Multivariate Analysis
Published:
Introduction
Transitioning from an academic background to data science, I’ve observed differences in the tools employed for data analysis. One notable example, seemingly underutilized in data science projects, are multivariate statistical techniques. These methods, entailing the simultaneous consideration of multiple variables, excel at unveiling intricate relationships, extracting hidden patterns, and offering a more comprehensive understanding of complex datasets.
Within this portfolio project, my intention is to showcase several multivariate statistical analysis tools that I find valuable with the ultimate goal of creating a prediction model of whether deliveries will be on time or late. The included multivariate tools include:
- Principal Component Analysis (PCA)
- Multivariate Analysis of Variance (MANOVA)
- Discriminant Analysis
(Note: This project is written for an audience that has some basic stats background.)
Dataset description
First, let’s take a look at the data. I downloaded a dataset labeled “E-Commerce shipping data” from Kaggle’s data repository. The dataset includes customer shipment data from an international e-commerce electronics company. However lets be honest, this may or may not be a real dataset. The observation level (rows) of the dataset is individual shipments to customers along with various collected data for each shipment (columns). Accompanying each observation is a customer ID along with 5 categorical features and 6 numeric features.
Categorical data
The Categorical features or factors each had multiple levels (or unique values). The following tables shows each factor and their related factor levels:
Factor | Levels |
---|---|
Warehouse_block | A, B, C, D, F |
Gender | M, F |
Reached.on.Time_Y.N | 1, 0 |
Mode_of Shipment | Flight, Ship, Road |
Product_importance | low, medium, high |
Remember that the ultimate goal in this analysis is to end up with a prediction model for on-time delivery. So, the Reached_on_time feature is our feature of interest.
Numeric Data
The six numeric features were: Customer_care_calls, Customer_ratings, Cost_of_Product, Prior_purchases, Discount_offered, and Weight_in_gms. I think the names of the variables explain what they are pretty well but if you want more detail please follow the link at the end of this section where the original metadata is included.
Pairwise Scatter Plots
Before jumping into the multivariate analysis, I think we should look at the numeric features in a bit more detail. Below I have created a pairwise matrix panel plot which showcases the relationships within and between the numeric variables.
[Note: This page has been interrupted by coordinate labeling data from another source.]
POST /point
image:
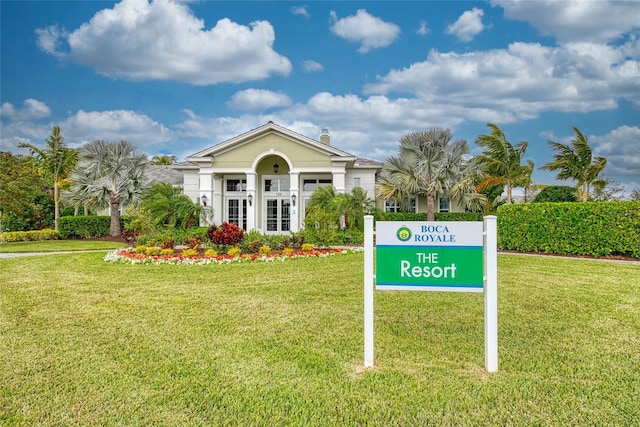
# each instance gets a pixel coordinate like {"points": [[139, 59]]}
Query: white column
{"points": [[205, 186], [252, 201], [218, 200], [339, 181], [368, 291], [490, 294], [294, 194]]}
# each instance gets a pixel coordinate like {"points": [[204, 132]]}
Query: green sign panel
{"points": [[439, 256]]}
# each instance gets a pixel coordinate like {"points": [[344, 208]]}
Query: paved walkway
{"points": [[621, 261], [23, 254]]}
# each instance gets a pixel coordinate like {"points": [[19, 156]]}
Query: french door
{"points": [[277, 205], [237, 212]]}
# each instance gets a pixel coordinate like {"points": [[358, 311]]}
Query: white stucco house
{"points": [[264, 178]]}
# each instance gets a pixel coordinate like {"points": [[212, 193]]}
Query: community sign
{"points": [[429, 256]]}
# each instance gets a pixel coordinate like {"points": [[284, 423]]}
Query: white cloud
{"points": [[82, 127], [370, 31], [49, 40], [32, 109], [522, 81], [423, 30], [163, 40], [258, 100], [620, 147], [468, 25], [576, 20], [115, 125], [311, 66], [300, 10]]}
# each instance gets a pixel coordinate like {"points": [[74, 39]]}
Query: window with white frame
{"points": [[392, 206], [310, 184], [444, 205]]}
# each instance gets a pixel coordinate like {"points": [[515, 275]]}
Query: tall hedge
{"points": [[422, 216], [84, 226], [588, 228]]}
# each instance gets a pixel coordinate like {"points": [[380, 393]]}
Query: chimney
{"points": [[325, 138]]}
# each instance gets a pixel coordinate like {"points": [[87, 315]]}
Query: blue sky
{"points": [[175, 78]]}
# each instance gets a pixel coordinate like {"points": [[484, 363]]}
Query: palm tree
{"points": [[170, 207], [501, 161], [163, 160], [57, 161], [353, 206], [109, 175], [430, 165], [576, 161]]}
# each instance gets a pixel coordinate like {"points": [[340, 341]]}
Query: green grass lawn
{"points": [[84, 342], [58, 245]]}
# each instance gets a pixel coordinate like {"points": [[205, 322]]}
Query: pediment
{"points": [[264, 131]]}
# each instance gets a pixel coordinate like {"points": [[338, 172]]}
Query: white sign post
{"points": [[433, 256]]}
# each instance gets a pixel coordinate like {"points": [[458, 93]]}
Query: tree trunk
{"points": [[431, 207], [115, 218], [56, 204]]}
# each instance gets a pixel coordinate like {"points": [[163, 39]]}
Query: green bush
{"points": [[556, 193], [85, 227], [589, 228], [28, 236], [422, 216]]}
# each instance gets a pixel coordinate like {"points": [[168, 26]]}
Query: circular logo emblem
{"points": [[403, 234]]}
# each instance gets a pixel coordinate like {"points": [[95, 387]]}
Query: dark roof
{"points": [[162, 173], [368, 163]]}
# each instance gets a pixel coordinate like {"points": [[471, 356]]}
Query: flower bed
{"points": [[129, 256]]}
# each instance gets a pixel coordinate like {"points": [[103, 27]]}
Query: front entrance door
{"points": [[277, 205]]}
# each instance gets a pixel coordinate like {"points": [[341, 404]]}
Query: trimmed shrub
{"points": [[211, 253], [589, 228], [192, 242], [85, 227], [556, 193], [168, 243], [152, 251], [264, 250], [234, 252], [28, 236], [225, 234], [189, 253], [422, 216]]}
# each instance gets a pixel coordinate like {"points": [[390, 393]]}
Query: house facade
{"points": [[264, 178]]}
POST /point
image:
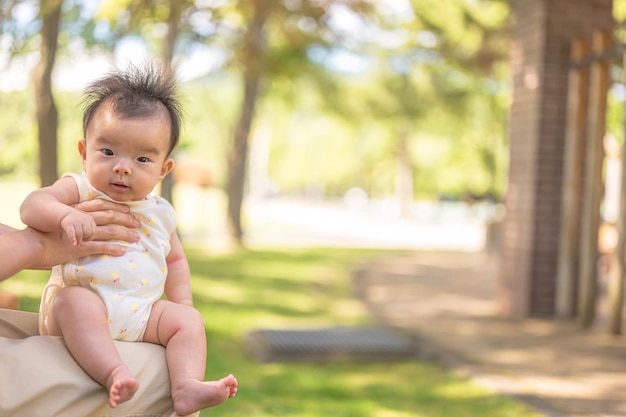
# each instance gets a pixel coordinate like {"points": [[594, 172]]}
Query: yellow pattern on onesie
{"points": [[130, 284]]}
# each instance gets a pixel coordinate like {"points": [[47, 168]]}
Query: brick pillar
{"points": [[541, 38]]}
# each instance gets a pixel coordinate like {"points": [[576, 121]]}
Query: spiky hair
{"points": [[136, 91]]}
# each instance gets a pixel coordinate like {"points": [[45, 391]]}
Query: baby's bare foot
{"points": [[194, 395], [122, 386]]}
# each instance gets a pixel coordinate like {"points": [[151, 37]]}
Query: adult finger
{"points": [[107, 248], [114, 232]]}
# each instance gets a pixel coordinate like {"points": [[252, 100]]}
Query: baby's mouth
{"points": [[119, 186]]}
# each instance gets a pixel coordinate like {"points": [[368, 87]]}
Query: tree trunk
{"points": [[237, 157], [169, 43], [46, 111]]}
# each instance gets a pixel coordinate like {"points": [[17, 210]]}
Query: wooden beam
{"points": [[592, 192], [569, 239], [616, 272]]}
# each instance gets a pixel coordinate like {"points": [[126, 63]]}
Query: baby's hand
{"points": [[78, 227]]}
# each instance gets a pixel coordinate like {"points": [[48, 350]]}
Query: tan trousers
{"points": [[40, 377]]}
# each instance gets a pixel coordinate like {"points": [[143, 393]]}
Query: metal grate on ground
{"points": [[338, 343]]}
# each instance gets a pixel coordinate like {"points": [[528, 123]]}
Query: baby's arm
{"points": [[178, 283], [49, 209]]}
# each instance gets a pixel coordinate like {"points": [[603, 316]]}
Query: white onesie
{"points": [[130, 284]]}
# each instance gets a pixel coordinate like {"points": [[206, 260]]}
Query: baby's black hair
{"points": [[136, 92]]}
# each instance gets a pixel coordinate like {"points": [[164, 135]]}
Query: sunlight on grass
{"points": [[290, 288]]}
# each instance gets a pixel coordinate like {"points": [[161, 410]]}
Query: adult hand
{"points": [[114, 224]]}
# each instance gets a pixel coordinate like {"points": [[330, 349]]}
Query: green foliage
{"points": [[290, 288], [437, 71]]}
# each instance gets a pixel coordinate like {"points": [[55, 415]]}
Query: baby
{"points": [[131, 125]]}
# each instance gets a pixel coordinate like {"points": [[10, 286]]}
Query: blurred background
{"points": [[355, 122]]}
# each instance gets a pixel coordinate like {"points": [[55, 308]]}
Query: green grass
{"points": [[298, 289]]}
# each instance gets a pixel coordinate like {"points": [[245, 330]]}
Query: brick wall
{"points": [[541, 37]]}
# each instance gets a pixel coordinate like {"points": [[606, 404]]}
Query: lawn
{"points": [[305, 288]]}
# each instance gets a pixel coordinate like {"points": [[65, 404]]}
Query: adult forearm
{"points": [[21, 250]]}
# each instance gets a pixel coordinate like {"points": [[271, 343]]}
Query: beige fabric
{"points": [[40, 378]]}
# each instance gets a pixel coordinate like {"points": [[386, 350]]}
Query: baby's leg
{"points": [[79, 315], [180, 329]]}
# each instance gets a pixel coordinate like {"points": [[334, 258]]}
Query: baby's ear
{"points": [[82, 148], [167, 167]]}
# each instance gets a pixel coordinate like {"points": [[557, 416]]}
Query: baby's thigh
{"points": [[168, 318], [75, 306]]}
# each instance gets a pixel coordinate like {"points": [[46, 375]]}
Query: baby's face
{"points": [[125, 158]]}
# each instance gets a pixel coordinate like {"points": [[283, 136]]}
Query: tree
{"points": [[46, 111]]}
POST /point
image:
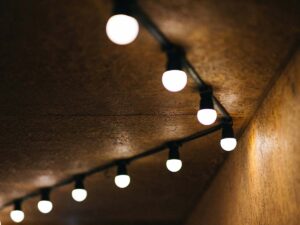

Some things that I think are important to note are that no two variables are highly correlated. Also, we have some interesting distributions within the features. Not all of them are normally distributed as none of the values can be negative and some features can only be integers. Finally, I want to note the bimodal pattern in the shipment weight feature where there seems to be a concentration of both smaller and larger shipments.
Within this dataset we find many numeric and categorical features. Although not a perfect dataset (I’ll cover why that is later), I think the data is organized in a way to showcase some multivariate techniques. We can think of each of the numeric variables as coming from a shared multivariate distribution.
NOTE: If you’re interested here is a link where you can download and learn more about the data set. Shipping data set
Principal Component Analysis (PCA)
The first multivariate technique I want to go through is PCA. PCA is a dimensionality reduction technique that transforms high-dimensional data into a lower-dimensional space while retaining as much variance as possible. It achieves this by identifying and emphasizing the principal components (PC), which are linear combinations of the original features. Each PC is perpendicular or orthogonal to the other in geometric space, so all PCs are uncorrelated. I find that PCA is a great first analysis of a multivariate dataset and is great for getting more familiar with it. If you want to learn more about PCA I think the best place to start is this StatQuest youtube video titled; “StatQuest: Principal Component Analysis (PCA), Step-by-Step”.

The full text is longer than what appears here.